Wednesday, April 20, 2011

Oh brother, how art thou?

My husband and I took Conor to Busch Gardens in Williamsburg, VA, for his Spring Break.  He and his brother go to different schools, and thus, have different schedules. 

So we sent Aidan (our typical child) to my Mom and Dad’s for a few days and nights. They made sure he slept, bathed, got to school, and got the payment in for the class picture and the dollar for the Used Book swap.

Tonight, my Dad brought Aidan home.  I missed Aidan so much.  He’s my red headed, freckled face, blue eyed wonder full of what makes almost-nine-year-old boys so wonderful.  He’s the love of my life. 

(Until he turns thirteen, that is, at which point I’m sure I’ll give him away to the first gypsy who offers to take him.) Nine years old is my favorite age. They still need you, but they don’t need you.

We feed Conor dinner pretty early and by himself.  It’s just easier.  My husband inhales his food in about 3 minutes.  (He always has.) And then he supervises Conor while Aidan and I finish our meal together.

As Aidan and I were eating dinner together, he started crying because his brother was at the computer, just screaming.  Not screaming in an angry kind of way.  More like screaming in an “I-like-the-sound-of my voice” kind of way.  But still, Aidan said it made his stomach hurt and his chest feel all squiggly down to his stomach. I have to agree; it’s quite jarring.

Who can blame him?  After four days with two retired, doting grandparents and an 11 year old golden retriever/lab mix who sleeps for a living, it’s got to be a jolt to come back to a loud, chaotic, unpredictable environment with a brother with autism.

“You don’t know what it’s like to have a brother with autism,” he cried to me over his grilled chicken, noodles, and yogurt tube. 

“I know what it’s like to be a parent of child with autism,” I replied.

 “Yes,” he said.  “But it’s not the same as having a brother with autism.”

I guess it’s not.  I’m an adult after all.  I took on the responsibility of having a child, no guarantees, when I was almost thirty years old. It’s not the same as being an 8 (almost 9) year old with a brother with autism.

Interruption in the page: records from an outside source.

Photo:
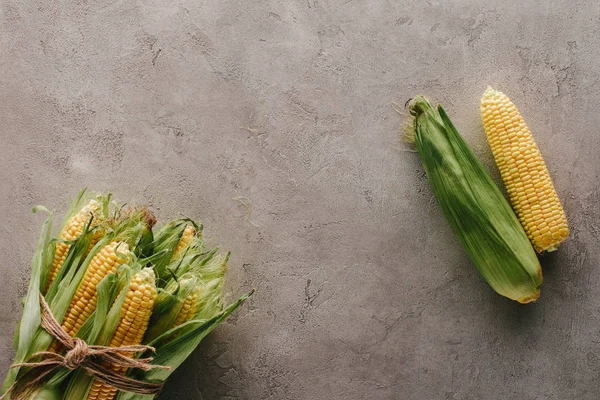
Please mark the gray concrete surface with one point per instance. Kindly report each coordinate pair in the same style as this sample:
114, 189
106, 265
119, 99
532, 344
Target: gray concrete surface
362, 292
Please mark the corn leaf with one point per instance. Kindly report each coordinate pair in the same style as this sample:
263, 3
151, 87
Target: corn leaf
476, 210
174, 352
30, 320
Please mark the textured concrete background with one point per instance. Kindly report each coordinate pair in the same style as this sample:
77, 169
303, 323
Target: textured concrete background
362, 292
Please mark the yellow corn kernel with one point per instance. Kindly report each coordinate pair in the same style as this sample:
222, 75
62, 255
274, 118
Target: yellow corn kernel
135, 315
185, 240
72, 230
85, 299
524, 172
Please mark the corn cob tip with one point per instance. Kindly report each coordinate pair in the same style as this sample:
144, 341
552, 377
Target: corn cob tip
531, 298
146, 276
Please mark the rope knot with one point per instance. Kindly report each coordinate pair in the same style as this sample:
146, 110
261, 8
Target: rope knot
77, 355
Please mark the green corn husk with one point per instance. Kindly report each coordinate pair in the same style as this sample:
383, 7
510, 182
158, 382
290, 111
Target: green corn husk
476, 210
188, 270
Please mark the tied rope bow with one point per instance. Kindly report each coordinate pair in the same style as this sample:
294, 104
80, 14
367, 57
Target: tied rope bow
97, 361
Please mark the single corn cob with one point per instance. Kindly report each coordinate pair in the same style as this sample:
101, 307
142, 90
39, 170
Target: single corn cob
72, 230
190, 306
186, 239
476, 210
524, 172
135, 314
84, 302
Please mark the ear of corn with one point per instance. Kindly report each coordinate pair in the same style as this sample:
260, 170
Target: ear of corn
524, 172
475, 208
135, 315
84, 302
71, 231
87, 296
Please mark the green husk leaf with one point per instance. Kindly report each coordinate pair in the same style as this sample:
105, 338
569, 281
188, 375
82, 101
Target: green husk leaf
476, 210
31, 318
173, 352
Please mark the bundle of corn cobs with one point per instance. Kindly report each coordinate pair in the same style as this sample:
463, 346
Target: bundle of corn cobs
110, 281
500, 241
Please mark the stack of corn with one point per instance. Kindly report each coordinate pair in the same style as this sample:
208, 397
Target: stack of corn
110, 282
500, 240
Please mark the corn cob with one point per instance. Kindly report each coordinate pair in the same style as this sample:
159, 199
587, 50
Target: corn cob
524, 172
84, 302
476, 210
72, 230
185, 241
135, 314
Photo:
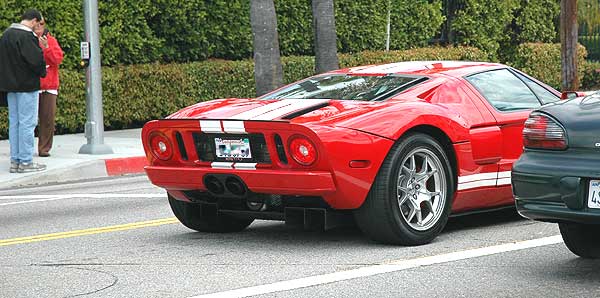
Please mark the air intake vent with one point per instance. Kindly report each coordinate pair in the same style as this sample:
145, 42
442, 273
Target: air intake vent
305, 111
280, 149
181, 146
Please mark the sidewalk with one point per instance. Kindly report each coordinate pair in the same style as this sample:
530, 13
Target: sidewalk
65, 163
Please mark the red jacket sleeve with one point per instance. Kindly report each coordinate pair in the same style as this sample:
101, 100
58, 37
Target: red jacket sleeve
53, 54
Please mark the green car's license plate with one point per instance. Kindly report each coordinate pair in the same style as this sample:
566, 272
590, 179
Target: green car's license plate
594, 194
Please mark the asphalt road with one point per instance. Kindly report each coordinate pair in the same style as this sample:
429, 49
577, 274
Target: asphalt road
118, 238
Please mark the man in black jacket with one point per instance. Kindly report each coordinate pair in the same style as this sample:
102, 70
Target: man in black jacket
21, 66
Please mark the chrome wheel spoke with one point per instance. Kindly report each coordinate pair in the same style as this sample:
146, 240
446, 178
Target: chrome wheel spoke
402, 199
419, 217
420, 189
411, 215
424, 166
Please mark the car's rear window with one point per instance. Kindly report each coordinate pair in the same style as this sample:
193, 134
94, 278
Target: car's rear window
347, 87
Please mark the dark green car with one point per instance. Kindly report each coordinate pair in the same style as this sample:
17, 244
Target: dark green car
557, 178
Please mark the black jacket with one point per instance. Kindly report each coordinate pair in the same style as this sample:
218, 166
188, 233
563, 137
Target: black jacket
21, 60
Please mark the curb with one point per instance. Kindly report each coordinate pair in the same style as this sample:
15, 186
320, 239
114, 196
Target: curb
85, 170
127, 165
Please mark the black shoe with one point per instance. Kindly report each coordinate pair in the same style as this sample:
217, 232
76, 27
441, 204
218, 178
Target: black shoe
31, 167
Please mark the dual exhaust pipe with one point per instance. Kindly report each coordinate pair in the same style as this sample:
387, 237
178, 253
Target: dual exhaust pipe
225, 185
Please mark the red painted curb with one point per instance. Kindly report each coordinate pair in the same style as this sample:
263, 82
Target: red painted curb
127, 165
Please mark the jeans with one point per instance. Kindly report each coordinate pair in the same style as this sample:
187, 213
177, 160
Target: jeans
22, 119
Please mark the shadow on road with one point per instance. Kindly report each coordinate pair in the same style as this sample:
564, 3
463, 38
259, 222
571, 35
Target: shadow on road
484, 219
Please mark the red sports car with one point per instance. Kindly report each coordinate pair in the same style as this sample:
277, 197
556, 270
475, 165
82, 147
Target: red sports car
398, 147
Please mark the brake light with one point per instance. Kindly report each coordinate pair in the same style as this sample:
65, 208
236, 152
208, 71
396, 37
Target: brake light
302, 150
161, 146
543, 132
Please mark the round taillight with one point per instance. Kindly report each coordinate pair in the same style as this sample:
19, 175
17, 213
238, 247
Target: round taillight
543, 132
303, 151
161, 146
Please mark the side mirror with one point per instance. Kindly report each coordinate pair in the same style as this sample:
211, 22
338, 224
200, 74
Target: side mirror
571, 94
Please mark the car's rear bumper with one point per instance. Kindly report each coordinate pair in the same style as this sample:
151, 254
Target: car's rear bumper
554, 186
308, 183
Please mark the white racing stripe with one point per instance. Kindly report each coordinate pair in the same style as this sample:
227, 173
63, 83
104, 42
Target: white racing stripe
211, 126
477, 177
387, 267
476, 184
234, 127
264, 109
245, 166
484, 179
221, 165
504, 181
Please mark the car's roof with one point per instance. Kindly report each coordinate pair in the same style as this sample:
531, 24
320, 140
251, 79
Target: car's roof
430, 68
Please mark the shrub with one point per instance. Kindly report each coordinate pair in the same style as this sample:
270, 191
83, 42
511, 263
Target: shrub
414, 22
484, 24
145, 31
591, 76
135, 94
542, 60
535, 21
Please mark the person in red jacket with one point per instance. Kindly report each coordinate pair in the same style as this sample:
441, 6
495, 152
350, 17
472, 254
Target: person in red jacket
49, 85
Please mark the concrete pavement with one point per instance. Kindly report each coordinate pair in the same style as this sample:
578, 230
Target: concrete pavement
65, 164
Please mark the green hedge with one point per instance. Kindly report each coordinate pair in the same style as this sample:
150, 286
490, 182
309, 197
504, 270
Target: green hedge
498, 27
135, 32
135, 94
591, 77
485, 24
543, 62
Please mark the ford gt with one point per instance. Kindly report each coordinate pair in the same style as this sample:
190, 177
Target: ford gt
395, 148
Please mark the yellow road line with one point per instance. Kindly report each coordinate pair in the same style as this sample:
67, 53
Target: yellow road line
76, 233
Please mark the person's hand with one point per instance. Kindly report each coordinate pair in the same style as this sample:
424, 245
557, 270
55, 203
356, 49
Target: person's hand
43, 41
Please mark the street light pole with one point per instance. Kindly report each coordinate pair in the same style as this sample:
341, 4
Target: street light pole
94, 126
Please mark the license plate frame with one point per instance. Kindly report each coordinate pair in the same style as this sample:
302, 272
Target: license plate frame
233, 148
593, 200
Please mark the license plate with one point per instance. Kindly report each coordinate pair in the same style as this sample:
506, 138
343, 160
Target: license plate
235, 148
594, 194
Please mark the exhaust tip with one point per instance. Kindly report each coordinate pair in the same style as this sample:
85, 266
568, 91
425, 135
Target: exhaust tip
213, 185
235, 186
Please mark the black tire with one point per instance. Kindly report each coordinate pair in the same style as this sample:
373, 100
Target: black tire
190, 215
383, 217
581, 239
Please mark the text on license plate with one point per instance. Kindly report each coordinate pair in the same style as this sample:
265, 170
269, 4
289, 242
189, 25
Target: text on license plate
233, 147
594, 194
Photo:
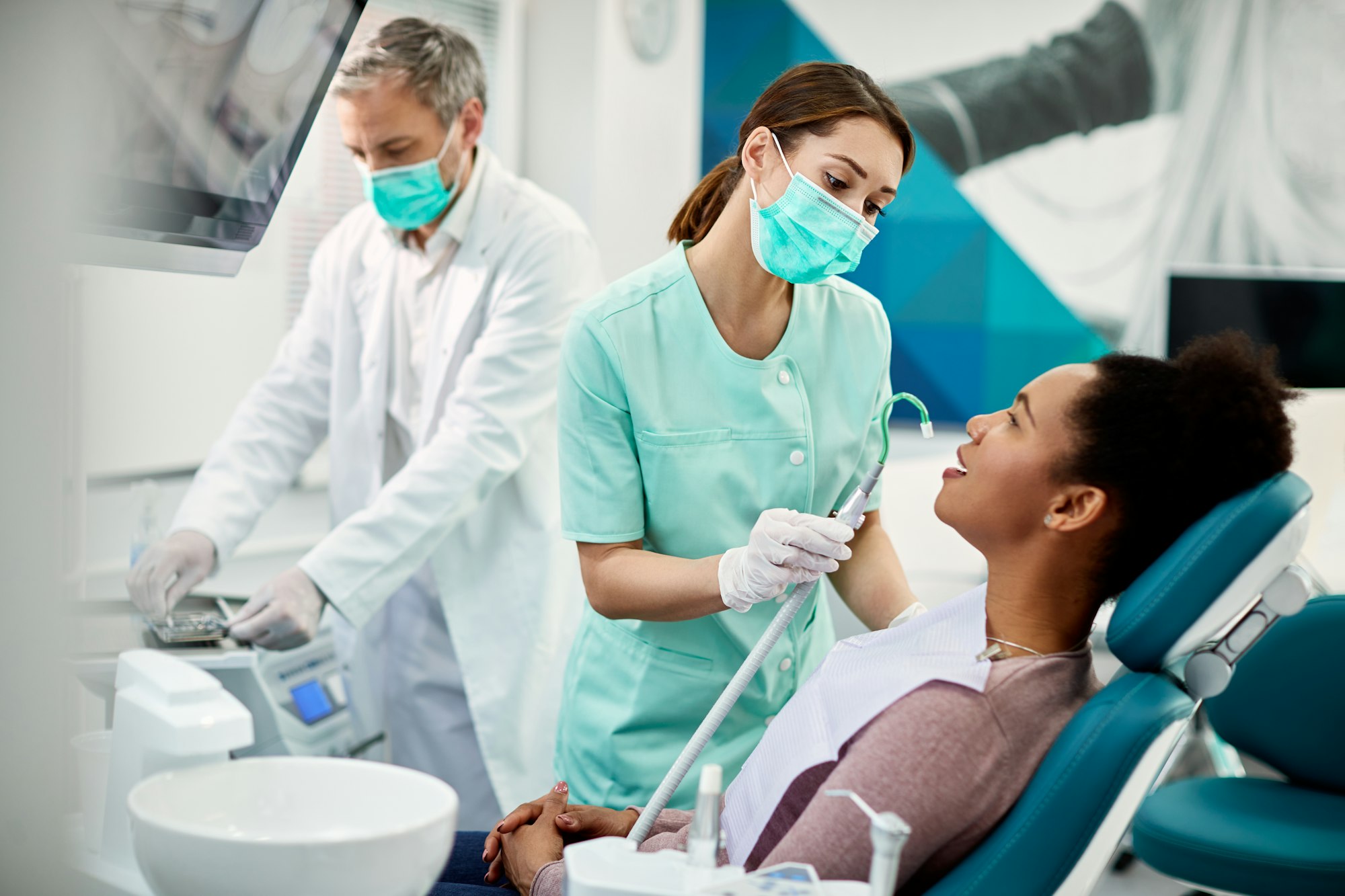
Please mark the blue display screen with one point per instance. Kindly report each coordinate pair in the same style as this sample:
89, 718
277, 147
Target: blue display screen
311, 701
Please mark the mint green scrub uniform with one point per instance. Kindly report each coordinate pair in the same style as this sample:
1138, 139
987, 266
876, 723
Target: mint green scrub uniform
670, 438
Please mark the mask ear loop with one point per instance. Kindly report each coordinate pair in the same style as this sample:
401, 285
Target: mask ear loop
790, 171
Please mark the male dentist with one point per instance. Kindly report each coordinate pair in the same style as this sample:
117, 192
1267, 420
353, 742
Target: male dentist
427, 350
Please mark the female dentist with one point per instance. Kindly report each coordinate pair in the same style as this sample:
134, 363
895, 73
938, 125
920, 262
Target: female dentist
731, 377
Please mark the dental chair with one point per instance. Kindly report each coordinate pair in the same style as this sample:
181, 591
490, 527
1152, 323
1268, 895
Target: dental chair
1257, 836
1179, 630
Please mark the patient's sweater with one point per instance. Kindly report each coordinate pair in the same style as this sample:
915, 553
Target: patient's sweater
950, 760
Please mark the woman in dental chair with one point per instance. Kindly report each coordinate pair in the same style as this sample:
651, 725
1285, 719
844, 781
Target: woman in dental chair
1070, 494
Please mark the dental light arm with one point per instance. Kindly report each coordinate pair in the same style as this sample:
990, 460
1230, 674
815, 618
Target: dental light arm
851, 513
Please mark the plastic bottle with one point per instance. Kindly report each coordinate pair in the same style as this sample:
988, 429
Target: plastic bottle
147, 530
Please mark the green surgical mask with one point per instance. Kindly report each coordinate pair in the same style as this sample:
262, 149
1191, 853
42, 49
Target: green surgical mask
410, 197
808, 235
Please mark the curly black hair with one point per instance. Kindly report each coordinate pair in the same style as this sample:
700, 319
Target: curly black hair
1167, 440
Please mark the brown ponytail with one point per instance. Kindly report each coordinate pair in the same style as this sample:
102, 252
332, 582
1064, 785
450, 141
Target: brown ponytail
809, 99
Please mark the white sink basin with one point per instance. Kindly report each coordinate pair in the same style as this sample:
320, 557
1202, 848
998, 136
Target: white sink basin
291, 825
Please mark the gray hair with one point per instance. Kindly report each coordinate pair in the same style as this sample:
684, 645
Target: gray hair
439, 64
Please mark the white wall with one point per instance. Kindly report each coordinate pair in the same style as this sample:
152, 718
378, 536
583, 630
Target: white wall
617, 138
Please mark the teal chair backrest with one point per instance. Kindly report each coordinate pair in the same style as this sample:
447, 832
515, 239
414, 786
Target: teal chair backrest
1078, 805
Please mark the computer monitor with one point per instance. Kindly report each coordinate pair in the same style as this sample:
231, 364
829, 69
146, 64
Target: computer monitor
1299, 311
208, 107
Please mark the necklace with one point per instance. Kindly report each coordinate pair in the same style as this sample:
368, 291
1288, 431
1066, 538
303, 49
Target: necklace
997, 650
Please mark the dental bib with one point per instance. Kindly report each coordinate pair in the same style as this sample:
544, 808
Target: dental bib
860, 678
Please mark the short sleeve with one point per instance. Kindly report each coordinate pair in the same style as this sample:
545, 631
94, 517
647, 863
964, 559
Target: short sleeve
878, 423
602, 490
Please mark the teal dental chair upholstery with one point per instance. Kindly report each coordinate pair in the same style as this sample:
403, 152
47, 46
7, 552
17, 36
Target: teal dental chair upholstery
1065, 829
1254, 836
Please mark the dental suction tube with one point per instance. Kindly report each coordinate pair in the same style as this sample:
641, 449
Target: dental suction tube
852, 514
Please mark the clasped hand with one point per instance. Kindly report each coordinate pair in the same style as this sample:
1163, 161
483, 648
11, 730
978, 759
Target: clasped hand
535, 834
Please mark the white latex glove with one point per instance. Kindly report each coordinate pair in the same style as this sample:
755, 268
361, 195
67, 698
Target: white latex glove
283, 614
169, 569
786, 548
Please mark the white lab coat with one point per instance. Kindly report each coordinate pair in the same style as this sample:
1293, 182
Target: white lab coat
479, 499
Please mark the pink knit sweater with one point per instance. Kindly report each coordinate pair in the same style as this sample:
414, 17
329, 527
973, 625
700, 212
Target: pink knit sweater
950, 760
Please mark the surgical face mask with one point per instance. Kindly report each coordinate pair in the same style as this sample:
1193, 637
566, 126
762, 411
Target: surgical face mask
410, 197
808, 235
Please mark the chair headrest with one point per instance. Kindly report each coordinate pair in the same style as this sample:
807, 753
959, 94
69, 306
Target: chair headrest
1280, 705
1211, 573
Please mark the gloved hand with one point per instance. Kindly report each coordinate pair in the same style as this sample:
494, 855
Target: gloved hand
169, 569
785, 548
283, 614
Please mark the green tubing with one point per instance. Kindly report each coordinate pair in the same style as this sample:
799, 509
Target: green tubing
887, 411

I mean, Aidan still cries if he can’t go over his new (I swear he’s my best friend even though I just met him) friends’ house.  I can’t imagine what it must be like for him to cope with a brother who struggles daily with communicating, has really weird behavior, and targets him with aggression for no reason at all.

I hope that it will get easier for him as he gets older.  Maybe it will get harder as he becomes more self-conscious.  I don’t know.  All I know is, he’s right.  It’s tough to have a brother with autism.

2 comments:

Valerie said...

Have you checked with your Intermediate Unit for support groups for kids whose siblings have autism? I know that we have one here in chester county. There are also classes you can take to learn how to deal with those issues.

At the very least, a therapist would be a good idea - which I am sure you have already thought of.

We are lucky that Kyle has Catherine, and vice versa. But I am sure that we will be visiting a therapist or support group soon. Kyle is only 6, but 9 is right around the corner. He has already showed signs of frustration and embarrassment over his brother's autism. It's inevitable. We all show signs of autism fatigue. But that's for another blog...

Alisa said...

I've offered and offered SibShops for Aidan but he declines. He has a therapist that he sees only occasionally now, but went regularly for a few months when things were really bad. I think I might schedule a tune up with her soon!